At a macro level what would this achieve. Surely the incentives it would provide to the economy are exactly what is not need in an economy nearing full employment with capacity restraints in so many areas.
 

Purple

Frequent Poster
Messages
9,061
The changes should be well flagged and slow, maybe over 5-10 years.
I'm not sure the marginal rate should be as low as 35%.
Just bringing everyone into the tax net would be better. I'd like to see what impact that would have on those Eurostat figures.
 

Protocol

Frequent Poster
Messages
2,941
I suggest rates of 20, 30, 40, 50.

Keep the top 50 rate, but only for income over at least double mean earnings.
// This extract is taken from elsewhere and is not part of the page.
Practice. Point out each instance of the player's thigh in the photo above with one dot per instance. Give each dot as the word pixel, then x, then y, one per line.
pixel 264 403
Say 90k or 100k starting point for top 50% MTR.
 

NoRegretsCoyote

Frequent Poster
Messages
774
I suggest rates of 20, 30, 40, 50.

Keep the top 50 rate, but only for income over at least double mean earnings.

Say 90k or 100k starting point for top 50% MTR.
Multiple rates make it more difficult to compute and also for the taxpayer to understand what they have to pay. If it was me I would have a tax-free allowance of 13k* and then remainder at 35% on all income.

Meanwhile the change in the reference rate by the OECD is very important as it really changes the conversation on tax in Ireland. I've long said that the benchmark for debate should be average full-time wages. It is about €47.5k, if you look at Table 5 here.

In the housing costs debate people continuously cite the average earnings figure which is €38.8k which includes people on part-time earnings. It ignores the fact that most people buy houses at a point in their lives when they are in full-time employment, and usually with another person. A couple earning average full-time wages will gross €95k a year. At these earnings a house at €300k looks pretty affordable.